In the middle of a mission it comes to you what you’re doing—you’re playing
Lunar Lander,
a game you played on the Commodore PET, the first time you put your hands on a computer keyboard, the first time you felt yourself touch the phantasmal world of simulated reality through that conduit, however primitive. You remember the feel of tipping that little Apollo lander back and forth in a sad dance that always ended in the little craft, its fuel zeroed out, its tiny astronauts probably
saying good-bye to their loved ones, plummeting to the lunar rock, shattering on impact, or just as often cannoning into the side of a crag in a burst of poorly judged acceleration.
And it came to me in a flash that Simon must have marched down the same hall to the same computer. I pictured Simon in the same scene, seated in front of the PET. He sensed this was it for him, a portal into the future—into his own future, into the only adult life he could bear to have. They’d handed it to him, saying, in effect, “We don’t know what this is, and we don’t even have time to figure it out; we’re busy being grown-ups and operating the mimeograph machine and pretty much making your lives possible.”

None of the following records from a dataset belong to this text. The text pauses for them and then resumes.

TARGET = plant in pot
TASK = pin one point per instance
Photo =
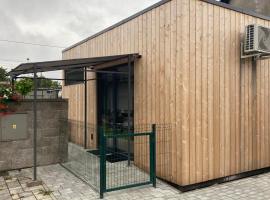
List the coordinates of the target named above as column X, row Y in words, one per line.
column 24, row 86
column 7, row 97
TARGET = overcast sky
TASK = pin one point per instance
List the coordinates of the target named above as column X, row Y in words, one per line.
column 55, row 22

And Simon got it. He recognized its rigid limitations and its endless possibilities at the same time, and the daemon inside him told him how to answer the grown-ups: “Don’t worry. I know this doesn’t make sense to you, but it does to me. In fact, it’s the thing I’ve been waiting for, the thing that makes my private obsessions, all that thinking I do about numbers and other worlds and all of it, it’s the thing that makes it all work. Trust me, this is going to be great. And thank you.” Of course nobody said those things—it would take years and they’d never remotely understand each other anywhere near this well—but that’s what happened nonetheless.
Until now you didn’t realize. You were staring right at this thing, thinking it was a simulation game about a vicious four-sided intrastellar war. Whereas now you see it is a letter to the future.

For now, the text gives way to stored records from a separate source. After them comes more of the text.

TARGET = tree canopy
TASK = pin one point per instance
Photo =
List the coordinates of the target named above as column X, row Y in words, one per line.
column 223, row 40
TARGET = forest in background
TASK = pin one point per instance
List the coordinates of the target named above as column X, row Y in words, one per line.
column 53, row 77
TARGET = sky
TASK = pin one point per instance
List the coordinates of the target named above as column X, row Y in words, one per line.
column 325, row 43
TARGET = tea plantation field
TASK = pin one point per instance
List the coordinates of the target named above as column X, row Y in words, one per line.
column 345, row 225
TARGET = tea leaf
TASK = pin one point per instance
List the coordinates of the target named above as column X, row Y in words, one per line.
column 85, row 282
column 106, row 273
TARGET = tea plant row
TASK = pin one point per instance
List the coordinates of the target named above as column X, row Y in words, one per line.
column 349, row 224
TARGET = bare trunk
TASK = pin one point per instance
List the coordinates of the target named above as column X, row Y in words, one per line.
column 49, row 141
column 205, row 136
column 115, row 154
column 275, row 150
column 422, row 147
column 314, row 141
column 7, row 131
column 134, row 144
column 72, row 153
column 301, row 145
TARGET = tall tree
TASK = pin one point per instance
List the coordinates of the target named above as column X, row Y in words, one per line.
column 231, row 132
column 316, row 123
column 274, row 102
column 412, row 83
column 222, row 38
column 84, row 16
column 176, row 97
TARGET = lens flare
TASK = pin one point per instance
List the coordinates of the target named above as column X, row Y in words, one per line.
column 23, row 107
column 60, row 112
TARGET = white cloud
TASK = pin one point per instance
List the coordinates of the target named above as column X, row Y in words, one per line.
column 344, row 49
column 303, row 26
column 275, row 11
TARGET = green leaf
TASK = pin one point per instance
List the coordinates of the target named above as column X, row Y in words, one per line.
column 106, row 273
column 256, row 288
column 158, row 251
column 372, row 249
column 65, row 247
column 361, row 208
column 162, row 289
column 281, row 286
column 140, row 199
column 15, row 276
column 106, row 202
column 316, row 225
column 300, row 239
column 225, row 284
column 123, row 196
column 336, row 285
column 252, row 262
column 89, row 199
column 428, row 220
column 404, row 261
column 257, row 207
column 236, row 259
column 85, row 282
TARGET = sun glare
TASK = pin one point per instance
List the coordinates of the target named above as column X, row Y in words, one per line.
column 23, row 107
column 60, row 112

I was combing the cometary halo for clues when Lisa came back with a number on a piece of paper.
“So that’s a big number,” she said. “Do you know how big?”
“I know that numbers with an
e
in them are big, but that meters are not big.”
She said, “It’s just short of a yottameter.”
“You’re saying nothing. These are just sounds.”
“A septillion meters. Yottameters are the largest unit in the metric system. It wouldn’t be inside the solar system. It wouldn’t be inside the galaxy. You’ll have to get farther.”
“Why don’t they need anything bigger than a yottameter?”
“Because the universe is only nine hundred and thirty yottameters wide, of course.”
“You’re making this up.”
“Why would I make it up?”
“Why would you know it in the first place? Consider yourself appointed to the intergalactic travel initiative. I have a war to fight.”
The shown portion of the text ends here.